Following the hearing, the working group will present a final report with recommendations for corrective action. The NAIC’s public hearing will take place during the NAIC Fall National Meeting at the Gaylord Convention Center in National Harbor, Md.

Congressional View

Congress is also considering the role of credit rating agencies and the standards they must adhere to in the future.

In a Reuters article, Representative Paul Kanjorski, a senior Democrat on the House Financial Services Committee, said reforms to promote better ratings quality could include exposing the agencies to greater legal liability.

“We must consider radical reforms aimed at improving accountability, reliability, transparency, and independence,” Kanjorski said at a hearing on changes to financial regulation in July.

Legislation also has been introduced in the U.S. Senate that would allow investors to sue credit rating agencies that recklessly failed to review key information in developing a rating. The bill aims to hold rating agencies liable when it can be proven that the firms knowingly failed to review data for determining a rating based on their methodology or failed to reasonably verify data.

Free Speech Protections

U.S. securities regulators are also chiming in on the issue.
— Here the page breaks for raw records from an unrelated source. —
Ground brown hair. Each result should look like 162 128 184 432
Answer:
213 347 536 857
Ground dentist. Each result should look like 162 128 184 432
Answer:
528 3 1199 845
The Securities and Exchange Commission is planning to issue a general discussion paper that questions whether credit rating agencies should be regulated as “experts” under securities law, and thus subject to a tougher liability standard, according to a Reuters article.

Rating agencies are not considered experts but that may change. In the past, rating agencies argued that they are exempt from “expert” rules because they are only providing an opinion and are protected by free speech laws.

But in early September, in a case alleging that inflated ratings on risky mortgages led to investment losses, U.S. District Judge Shira Scheindlin ruled that ratings on notes sold privately to a group of investors were not “matters of public concern” deserving broad protection under the First Amendment of the U.S. Constitution.

The Manhattan judge said in the Reuters report that investors may pursue their lawsuit accusing Moody’s, S&P and Morgan Stanley, which marketed the notes, of issuing false and misleading statements about the notes, which were backed by subprime mortgages and other debt.

“This is potentially a very significant opinion,” Jonathan Macey, a professor at Yale Law School, told Reuters.

The SEC points out in the Reuters article that others such as auditors that companies use and cite in their public filings are considered experts and can be sued by investors.

The SEC’s general discussion paper, also known as a “concept release” among securities lawyers, can be the first step in the agency’s rulemaking process. However, some past discussion papers have been abandoned with no action.